As I said earlier though, no one can touch you when it comes to rarity bragging rights. Post a pic!!!


----------



## 455monster (Jun 15, 2014)

thx geeteeohguy and pjw1967

to clarify on color guys signet gold was standard production color with a letter code on cowl tag mine has a 1 for special order color and it was gold only special order gold was a rare tiger gold the phs guy says I hit the lotto haha


----------



## geeteeohguy (Feb 2, 2008)

Yes, and there is a big difference between red fender liners and redlines, too!! LOL


----------



## pjw1967 (Mar 10, 2014)

455monster said:


> thx geeteeohguy and pjw1967
> 
> to clarify on color guys signet gold was standard production color with a letter code on cowl tag mine has a 1 for special order color and it was gold only special order gold was a rare tiger gold the phs guy says I hit the lotto haha


Wow....ok now you gotta post pics or a link to an album. You lit this fuse......


----------



## 455monster (Jun 15, 2014)

hahahaha I will pjw1967 I plan on washing her up after the 4th and taking pictures I'm like a kid in a candy shop so happy I got this beauty


----------



## 455monster (Jun 15, 2014)

hahaha geeteeohboy 

there sure is and this car also had the redline tire option as well from the factory


----------



## 68GTO4004Spd (Jun 19, 2008)

picture TEASE
On this forum No pics = it doesn't exist
we better see pics after the 4th, cleaned up or not. I have only see a couple of GTOs with red fenderliners, one Buick GS and about 4 Olds 442's, they are rare, but I have no idea how much value that adds, might gain you a tenth or two at the strip.


----------



## 455monster (Jun 15, 2014)

haha ok ok 68gto4004speed

how about I post my billsheet I got from phs haha


----------



## 455monster (Jun 15, 2014)

*quick teaser pic haha*


----------



## pjw1967 (Mar 10, 2014)

Personal opinion. Whoever put the hood pins on it ought to be beaten. Wanna see another gold '67 GTO? Watch this, all the way to the end. At least I think it's gold. Only 60 seconds.

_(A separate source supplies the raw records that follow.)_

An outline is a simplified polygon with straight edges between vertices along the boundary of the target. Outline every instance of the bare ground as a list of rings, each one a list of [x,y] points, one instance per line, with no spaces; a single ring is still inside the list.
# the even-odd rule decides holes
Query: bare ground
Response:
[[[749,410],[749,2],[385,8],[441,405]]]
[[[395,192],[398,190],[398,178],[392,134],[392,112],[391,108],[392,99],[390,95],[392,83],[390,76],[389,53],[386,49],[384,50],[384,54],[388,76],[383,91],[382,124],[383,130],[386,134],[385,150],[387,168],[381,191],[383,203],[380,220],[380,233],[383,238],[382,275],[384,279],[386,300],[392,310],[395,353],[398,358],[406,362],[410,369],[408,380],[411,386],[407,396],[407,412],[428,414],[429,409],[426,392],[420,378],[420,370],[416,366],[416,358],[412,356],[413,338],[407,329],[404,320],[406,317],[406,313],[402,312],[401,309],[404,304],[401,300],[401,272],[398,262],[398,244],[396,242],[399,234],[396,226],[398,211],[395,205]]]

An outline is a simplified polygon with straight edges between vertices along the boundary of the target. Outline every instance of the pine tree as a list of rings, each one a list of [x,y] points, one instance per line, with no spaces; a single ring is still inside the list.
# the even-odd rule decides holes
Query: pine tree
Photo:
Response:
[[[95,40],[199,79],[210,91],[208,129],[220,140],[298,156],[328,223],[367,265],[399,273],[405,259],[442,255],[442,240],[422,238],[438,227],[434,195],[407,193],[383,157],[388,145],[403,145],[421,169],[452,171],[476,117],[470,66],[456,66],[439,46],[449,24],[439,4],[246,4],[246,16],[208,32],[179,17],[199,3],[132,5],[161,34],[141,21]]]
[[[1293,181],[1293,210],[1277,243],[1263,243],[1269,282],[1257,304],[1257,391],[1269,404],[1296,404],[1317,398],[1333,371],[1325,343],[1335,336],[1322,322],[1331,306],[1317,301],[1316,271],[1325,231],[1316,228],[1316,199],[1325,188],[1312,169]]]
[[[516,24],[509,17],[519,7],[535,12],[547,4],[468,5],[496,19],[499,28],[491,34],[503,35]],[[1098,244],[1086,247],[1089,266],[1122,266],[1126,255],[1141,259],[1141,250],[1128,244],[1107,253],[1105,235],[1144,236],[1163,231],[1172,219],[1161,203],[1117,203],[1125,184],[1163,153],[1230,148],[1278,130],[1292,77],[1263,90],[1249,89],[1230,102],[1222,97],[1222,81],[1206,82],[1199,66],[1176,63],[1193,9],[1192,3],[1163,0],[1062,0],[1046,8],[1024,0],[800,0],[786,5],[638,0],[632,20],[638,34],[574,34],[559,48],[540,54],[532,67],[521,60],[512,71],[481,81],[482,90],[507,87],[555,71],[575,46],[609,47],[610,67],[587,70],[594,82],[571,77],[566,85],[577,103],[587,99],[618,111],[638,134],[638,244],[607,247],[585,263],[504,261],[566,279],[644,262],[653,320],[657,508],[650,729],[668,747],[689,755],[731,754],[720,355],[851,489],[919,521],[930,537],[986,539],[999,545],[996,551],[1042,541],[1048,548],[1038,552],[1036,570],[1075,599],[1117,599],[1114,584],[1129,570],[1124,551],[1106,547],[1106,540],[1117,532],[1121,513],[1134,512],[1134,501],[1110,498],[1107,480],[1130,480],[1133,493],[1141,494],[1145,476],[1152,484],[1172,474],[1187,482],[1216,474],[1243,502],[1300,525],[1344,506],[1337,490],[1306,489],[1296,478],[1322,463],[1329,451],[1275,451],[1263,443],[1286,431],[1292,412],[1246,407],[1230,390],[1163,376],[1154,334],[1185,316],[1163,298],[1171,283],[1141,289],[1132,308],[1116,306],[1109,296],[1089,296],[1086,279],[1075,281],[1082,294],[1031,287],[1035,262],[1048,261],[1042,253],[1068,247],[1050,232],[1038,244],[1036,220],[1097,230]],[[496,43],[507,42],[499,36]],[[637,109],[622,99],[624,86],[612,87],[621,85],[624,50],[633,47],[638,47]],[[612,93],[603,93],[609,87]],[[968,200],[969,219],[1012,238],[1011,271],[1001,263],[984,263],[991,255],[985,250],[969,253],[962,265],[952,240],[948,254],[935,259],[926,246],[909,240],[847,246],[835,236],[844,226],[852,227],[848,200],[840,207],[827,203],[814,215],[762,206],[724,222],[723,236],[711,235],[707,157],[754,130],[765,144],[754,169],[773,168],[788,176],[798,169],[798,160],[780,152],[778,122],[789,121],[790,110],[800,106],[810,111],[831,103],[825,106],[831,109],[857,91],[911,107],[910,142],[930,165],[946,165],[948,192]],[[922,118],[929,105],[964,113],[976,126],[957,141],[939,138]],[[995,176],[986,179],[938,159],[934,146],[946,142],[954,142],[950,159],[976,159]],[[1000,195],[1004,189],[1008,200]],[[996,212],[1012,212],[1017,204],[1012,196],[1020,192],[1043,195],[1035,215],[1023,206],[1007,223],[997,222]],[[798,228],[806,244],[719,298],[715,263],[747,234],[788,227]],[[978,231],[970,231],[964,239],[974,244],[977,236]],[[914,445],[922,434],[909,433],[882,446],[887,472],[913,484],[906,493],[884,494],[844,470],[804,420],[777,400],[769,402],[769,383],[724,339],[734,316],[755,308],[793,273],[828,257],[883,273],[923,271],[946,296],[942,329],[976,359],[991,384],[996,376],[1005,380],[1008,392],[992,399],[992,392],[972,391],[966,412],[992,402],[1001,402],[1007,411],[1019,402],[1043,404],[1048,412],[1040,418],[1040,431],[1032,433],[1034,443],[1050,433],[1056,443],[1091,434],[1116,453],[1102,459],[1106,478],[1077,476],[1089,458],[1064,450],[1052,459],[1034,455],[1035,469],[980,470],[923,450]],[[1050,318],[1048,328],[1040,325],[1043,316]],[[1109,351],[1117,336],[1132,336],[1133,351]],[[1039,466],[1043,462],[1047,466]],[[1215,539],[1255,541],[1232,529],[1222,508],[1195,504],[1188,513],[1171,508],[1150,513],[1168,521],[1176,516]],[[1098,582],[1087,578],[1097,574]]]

https://www.youtube.com/watch?v=vkD_lfkkUpc


----------



## PontiacJim (Dec 29, 2012)

According to a 1967 magazine article I have on buying a GTO, red plastic fender liners , code 522, was a $26.33 option.


----------



## pjw1967 (Mar 10, 2014)

Dec 1996 "Legend" showed $27.50 if dealer-installed part 984728, or code 522 factory-installed at $26.33.


----------



## 455monster (Jun 15, 2014)

I agree slap whoever put the hood pins I wish I new


----------